L'escalade de compétition saura-t-elle retrouver cette alchimie mystérieuse qui transforme le sport en spectacle et la performance en épopée ?
Le rêve Bleu
De son côté, l'équipe de France aborde ces Championnats avec un bilan 2025 en demi-teinte. Certes, les multiples podiums décrochés lors de la saison et le classement général témoignent d'une certaine vitalité. Oriane Bertone, Naïlé Meignan, Manon Hily, Mejdi Schalck, Max Bertone et Sam Avezou ont montré qu'ils pouvaient rivaliser avec les meilleurs. Mais cette moisson cache une réalité moins reluisante.

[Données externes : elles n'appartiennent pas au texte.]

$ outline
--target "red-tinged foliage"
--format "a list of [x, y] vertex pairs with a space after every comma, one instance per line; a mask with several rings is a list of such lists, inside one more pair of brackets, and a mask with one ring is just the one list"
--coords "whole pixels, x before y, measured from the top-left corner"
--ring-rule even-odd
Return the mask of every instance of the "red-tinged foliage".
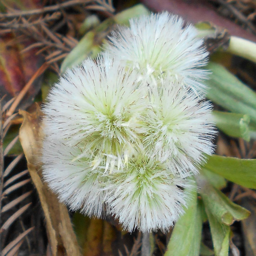
[[246, 31], [230, 19], [216, 11], [208, 1], [204, 0], [142, 0], [150, 9], [155, 11], [163, 10], [181, 16], [186, 21], [196, 23], [209, 21], [228, 30], [232, 36], [236, 36], [256, 41], [256, 36]]
[[[2, 96], [7, 95], [5, 101], [19, 94], [42, 63], [41, 57], [36, 55], [37, 49], [21, 52], [32, 42], [28, 39], [20, 43], [11, 33], [0, 38], [0, 94]], [[40, 85], [39, 81], [36, 80], [20, 107], [29, 105]]]

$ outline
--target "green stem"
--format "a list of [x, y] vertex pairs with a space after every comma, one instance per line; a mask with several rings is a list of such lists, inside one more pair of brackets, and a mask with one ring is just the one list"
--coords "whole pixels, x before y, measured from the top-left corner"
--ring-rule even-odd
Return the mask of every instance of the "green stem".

Les espoirs français pour Séoul se concentrent sur quelques noms. En bloc, Oriane Bertone et Naïlé Meignan peuvent viser le podium, à condition de retrouver leur meilleur niveau. En difficulté, Sam Avezou et Manon Hily ont prouvé qu'ils pouvaient inquiéter les favori·es. Max Bertone, médaillé d'argent à Bali, complète un contingent français qui a quelques opportunités mais zéro certitude. Alors face aux armadas japonaise et slovène, la France devra compter sur la réussite de ses « coups » pour espérer caresser le rêve qu'a enlassé Mika Mawem, il y a deux ans, aux Mondiaux de Berne.
Raviver la flamme
Au-delà des enjeux sportifs, ces Championnats du Monde revêtent une dimension symbolique immense pour l'escalade de compétition. Après une année de questionnements, de critiques et d'absences, Séoul doit prouver que la discipline conserve sa capacité à émouvoir et à rassembler. Les ingrédients semblent réunis : un plateau exceptionnel, des infrastructures à la hauteur, un public local acquis à la cause - la Corée du Sud compte plusieurs prétendants au podium. Reste à voir si cette concentration de talents suffira à raviver la flamme.
Car derrière les médailles et les chronos, c'est bien l'avenir du circuit IFSC qui se joue sur les murs de Séoul. L'escalade de compétition saura-t-elle retrouver cette alchimie mystérieuse qui transforme le sport en spectacle et la performance en épopée ? Ou confirmera-t-elle qu'elle traverse une crise de croissance dont elle peine à sortir ?
La réponse tombera dans quelques jours. En attendant, les grimpeuses et grimpeurs s'échauffent, les ouvreuses et ouvreurs peaufinent leurs créations, et les organisateurs coréens espèrent que leur spectacle marquera le grand retour de l'escalade sous les projecteurs. Après tout, c'est sans doute à cela que servent les Championnats du Monde : rappeler pourquoi on est tombé amoureux d'un sport.